В ожидании дьячка воевода сильно волновался и несколько раз подходил к слюдяному окну, чтобы посмотреть на площадь, не ведут ли пристава волхита. Когда он увидел приближающуюся процессию, то волнение достигло высшей степени. Арефа, войдя в воеводские покои, повалился воеводе прямо в ноги.
— Ну, вот что, несообразный человек, — заговорил воевода, — выпустить я тебя выпустил, а отвечать-то игумену кто будет?
— Безвинно я томился в узилище, Полуехт Степаныч, — взмолился Арефа, стоя на коленях. — Крестьяне бунтовали и хотели игумна убить, а я не причинен… Служил я в своей слободе у попа Мирона и больше ничего не знаю. Весь тут, Полуехт Степаныч, дома нисколько не осталось.
— Хорошо, хорошо… Там после увидим, а что ты теперь-то думаешь делать?
— А в Служнюю слободу домой проберусь. Моя дьячиха, слышь, без утыху ревет.
— Ах, глупая голова!.. Ну, придешь ты к себе в слободу, а игумен опять тебя закует в железо и привезет ко мне… Это как?.. Тогда уже пеняй на себя, а во второй раз я не буду тебя выпускать… Дьячиха-то твоя тогда не так заревет.

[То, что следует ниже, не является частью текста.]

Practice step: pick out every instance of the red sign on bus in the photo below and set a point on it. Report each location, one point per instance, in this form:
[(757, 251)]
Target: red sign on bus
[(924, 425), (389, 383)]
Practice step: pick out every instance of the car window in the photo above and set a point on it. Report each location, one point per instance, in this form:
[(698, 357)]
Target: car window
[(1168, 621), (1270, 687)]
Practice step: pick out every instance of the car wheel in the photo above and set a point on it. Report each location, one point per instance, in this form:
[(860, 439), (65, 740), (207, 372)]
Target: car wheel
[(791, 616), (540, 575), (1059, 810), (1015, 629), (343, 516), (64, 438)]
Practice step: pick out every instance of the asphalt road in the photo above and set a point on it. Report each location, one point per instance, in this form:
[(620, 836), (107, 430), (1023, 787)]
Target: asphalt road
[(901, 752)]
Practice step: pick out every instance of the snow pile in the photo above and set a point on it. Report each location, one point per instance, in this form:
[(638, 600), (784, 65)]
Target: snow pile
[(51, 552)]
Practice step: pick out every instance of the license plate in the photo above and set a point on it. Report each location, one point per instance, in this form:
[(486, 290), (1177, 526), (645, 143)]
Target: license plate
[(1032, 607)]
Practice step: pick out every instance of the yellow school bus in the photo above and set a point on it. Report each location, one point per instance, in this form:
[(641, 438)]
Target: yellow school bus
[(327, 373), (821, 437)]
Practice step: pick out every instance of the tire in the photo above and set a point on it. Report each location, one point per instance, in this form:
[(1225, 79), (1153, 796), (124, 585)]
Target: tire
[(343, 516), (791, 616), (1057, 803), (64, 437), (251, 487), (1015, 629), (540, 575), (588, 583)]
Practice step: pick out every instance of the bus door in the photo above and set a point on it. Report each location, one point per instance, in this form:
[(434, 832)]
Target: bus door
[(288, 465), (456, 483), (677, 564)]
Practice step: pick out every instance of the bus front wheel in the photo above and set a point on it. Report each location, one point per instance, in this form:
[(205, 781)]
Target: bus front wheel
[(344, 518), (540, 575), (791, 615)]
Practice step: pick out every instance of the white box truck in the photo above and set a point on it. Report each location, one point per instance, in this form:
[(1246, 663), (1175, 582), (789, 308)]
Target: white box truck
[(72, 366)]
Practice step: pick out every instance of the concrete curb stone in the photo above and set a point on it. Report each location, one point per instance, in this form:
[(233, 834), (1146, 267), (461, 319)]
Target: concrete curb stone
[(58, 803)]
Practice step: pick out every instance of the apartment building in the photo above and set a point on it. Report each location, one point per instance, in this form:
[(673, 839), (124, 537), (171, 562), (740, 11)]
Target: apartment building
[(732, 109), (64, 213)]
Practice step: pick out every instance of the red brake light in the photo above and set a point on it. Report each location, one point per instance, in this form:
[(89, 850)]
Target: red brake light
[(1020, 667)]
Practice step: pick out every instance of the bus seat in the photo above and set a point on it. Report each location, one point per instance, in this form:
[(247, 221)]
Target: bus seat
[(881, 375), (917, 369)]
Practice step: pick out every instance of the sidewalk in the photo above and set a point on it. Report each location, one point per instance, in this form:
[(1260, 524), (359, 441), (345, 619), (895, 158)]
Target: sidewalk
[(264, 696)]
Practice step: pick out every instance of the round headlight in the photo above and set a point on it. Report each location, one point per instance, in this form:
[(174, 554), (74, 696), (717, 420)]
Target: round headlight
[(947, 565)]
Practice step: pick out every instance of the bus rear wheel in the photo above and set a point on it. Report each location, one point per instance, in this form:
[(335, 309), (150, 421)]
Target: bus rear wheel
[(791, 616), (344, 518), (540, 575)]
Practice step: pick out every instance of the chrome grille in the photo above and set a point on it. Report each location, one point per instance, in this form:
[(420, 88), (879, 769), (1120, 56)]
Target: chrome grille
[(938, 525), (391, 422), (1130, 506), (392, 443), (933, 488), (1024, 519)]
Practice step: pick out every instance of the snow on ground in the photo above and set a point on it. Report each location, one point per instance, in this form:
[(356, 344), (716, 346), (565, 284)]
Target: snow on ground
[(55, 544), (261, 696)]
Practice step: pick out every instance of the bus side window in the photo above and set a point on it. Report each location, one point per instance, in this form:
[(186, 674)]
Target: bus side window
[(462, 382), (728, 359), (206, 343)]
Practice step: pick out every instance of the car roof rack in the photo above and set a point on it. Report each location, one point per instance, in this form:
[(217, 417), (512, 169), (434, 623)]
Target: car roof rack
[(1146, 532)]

— Смилуйся, Полуехт Степаныч, житья мне не стало от игумна… Безвинно он лютует.
— Ну, это ваше дело, а я не судья монастырские дела разбирать. Без того мне хлопот с вашим монастырем повыше усов… А я тебе вот что скажу, Арефа: отдохнешь денек-другой на подворье, да подобру-поздорову и отправляйся на Баламутские заводы… Прямо к Гарусову приедешь и скажешь, што я тебя прислал, а я с ним сошлюсь при случае…
— А как же дьячиха-то, Полуехт Степаныч?
— Увидишь и дьячиху по пути, когда поедешь мимо монастыря. Только проезжай ночью, штобы на глаза игумену не попасть. Тебе же добра желаю, дураку…
Это предложение совсем обескуражило Арефу, и он никак не мог взять в толк, что он будет делать на заводах у Гарусова. Совсем не по его духовной части, да и расстаться с Служнею слободой тяжко. Ох, как тяжко, до смертыньки!
— Ну, один разговор кончили, а теперь заведем другую речь, — заговорил воевода ласково и даже потрепал Арефу по плечу. — Вот што, милый друг, сказывал мне один человек, што ты зазнамый волхит: и кровь затовариваешь, и с порчеными людьми отваживаешься.
— Поклепали напрасно, Полуехт Степаныч. Куда мне при моей худости этакими неподобными делами заниматься?
— На виноватого с поклепом! — засмеялся воевода. — Не бойся, не выдам никому, а дельце есть у меня к тебе, и не маленькое…
Старик огляделся, припер дверь на всякий случай и, усадив дьячка на скамью, проговорил тихим голосом:
— Два у меня дела к тебе, Арефа… Озолочу, коли потрафишь, а не потрафишь — не взыщи. Первое дело, не наградил меня господь детками, а моя воеводша уж в годках и совсем жиром заплыла.